The contingency perspective
The philosophy come about with the assumption that most companies performance is as a result of the fit between two factors or more. For example, organization’s strategy, structures, kind of technology, culture or style. The theory explains that after sometime executives of firms in competitive industries are forced to make changes in the way they do their day to day activities. The main goal of the changes is to be consistent with the current efficiency demands. The philosophy has no formulae. Its main focus is on making changes that ensure that the organization is in control and stable. The philosophy is highly flexible and specific thus touches every area of the business. The specificity aspect enables managers to make decisions on the most relevant specific areas of business by enabling managers to focus on the most affected business unit. However, the theory has one major disadvantage: It is very difficult to predict the right fit for most businesses.
The Political Philosophy
The Philosophy originates from the work of Hegel and Marx. The theory state that change is caused by the clashing of ideology through several movements. Influence and power, consciousness-raising, bargaining and persuasion. The theory explains that conflict is the most fundamental driver of change. For instance, when two or more political powers clash and one of the group gains power over the other, they challenge the status quo shifting the firm way of doing the thing to their own belief.

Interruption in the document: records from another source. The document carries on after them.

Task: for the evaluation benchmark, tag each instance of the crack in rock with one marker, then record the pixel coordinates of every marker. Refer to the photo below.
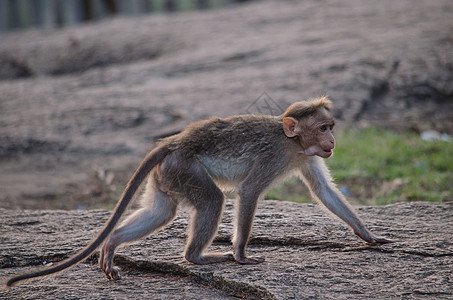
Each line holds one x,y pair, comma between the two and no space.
209,279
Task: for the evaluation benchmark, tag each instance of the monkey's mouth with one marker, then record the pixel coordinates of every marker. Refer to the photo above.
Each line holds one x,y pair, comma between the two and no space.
327,153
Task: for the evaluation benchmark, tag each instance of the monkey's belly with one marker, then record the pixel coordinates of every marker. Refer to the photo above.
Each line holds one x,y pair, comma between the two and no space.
229,172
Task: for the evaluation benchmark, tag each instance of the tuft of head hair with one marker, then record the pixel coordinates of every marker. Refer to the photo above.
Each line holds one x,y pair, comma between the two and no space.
304,109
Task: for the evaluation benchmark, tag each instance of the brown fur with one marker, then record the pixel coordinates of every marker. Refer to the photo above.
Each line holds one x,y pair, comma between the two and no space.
248,153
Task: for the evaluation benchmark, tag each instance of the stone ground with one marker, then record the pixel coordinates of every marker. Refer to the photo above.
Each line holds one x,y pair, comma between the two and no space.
309,255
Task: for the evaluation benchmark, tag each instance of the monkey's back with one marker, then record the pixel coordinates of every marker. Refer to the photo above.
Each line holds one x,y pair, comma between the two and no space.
230,137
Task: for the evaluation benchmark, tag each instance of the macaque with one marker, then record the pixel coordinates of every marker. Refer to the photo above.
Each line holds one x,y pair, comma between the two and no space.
246,152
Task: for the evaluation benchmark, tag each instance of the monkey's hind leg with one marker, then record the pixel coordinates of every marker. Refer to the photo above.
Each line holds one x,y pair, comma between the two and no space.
208,201
143,222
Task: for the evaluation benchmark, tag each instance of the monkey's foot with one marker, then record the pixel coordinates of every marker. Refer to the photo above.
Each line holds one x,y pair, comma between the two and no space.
373,240
380,241
253,260
106,263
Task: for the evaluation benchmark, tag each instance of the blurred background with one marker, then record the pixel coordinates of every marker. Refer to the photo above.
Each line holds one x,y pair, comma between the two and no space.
87,87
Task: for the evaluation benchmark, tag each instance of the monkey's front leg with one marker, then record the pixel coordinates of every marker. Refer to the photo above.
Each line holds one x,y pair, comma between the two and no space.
317,177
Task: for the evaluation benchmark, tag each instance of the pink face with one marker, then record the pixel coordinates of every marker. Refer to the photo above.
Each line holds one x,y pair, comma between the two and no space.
315,133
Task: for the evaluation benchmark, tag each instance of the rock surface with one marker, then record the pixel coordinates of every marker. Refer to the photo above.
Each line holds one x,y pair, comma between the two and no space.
308,256
83,104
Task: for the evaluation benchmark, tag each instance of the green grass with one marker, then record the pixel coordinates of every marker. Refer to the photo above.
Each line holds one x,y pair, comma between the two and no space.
380,167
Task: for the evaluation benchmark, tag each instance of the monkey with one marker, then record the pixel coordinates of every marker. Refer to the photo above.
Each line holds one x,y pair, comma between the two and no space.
245,152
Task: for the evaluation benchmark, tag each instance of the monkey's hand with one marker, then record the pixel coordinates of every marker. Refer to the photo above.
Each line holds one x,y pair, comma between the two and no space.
373,240
253,260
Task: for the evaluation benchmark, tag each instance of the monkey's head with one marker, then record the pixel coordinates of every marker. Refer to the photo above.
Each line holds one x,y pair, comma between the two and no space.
311,123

The philosophy view organization as a political power that employs specific systems of regulations where every power struggle to make the system work to its benefit. Alliances and coalitions are formed for groups to work together in order to increase chances of controlling the system. As such, change is as a result of the transfer of power from one alliance to another. Conflict is the heart of the political model because every political coalition has a unique competitive agenda trying to outsmart other agendas belonging to other political coalition thus giving rise to conflicts. The main disadvantage of the philosophy is that it tends to be insensitive to the effects of external and environmental factors which has significant effects on the activities of an organization.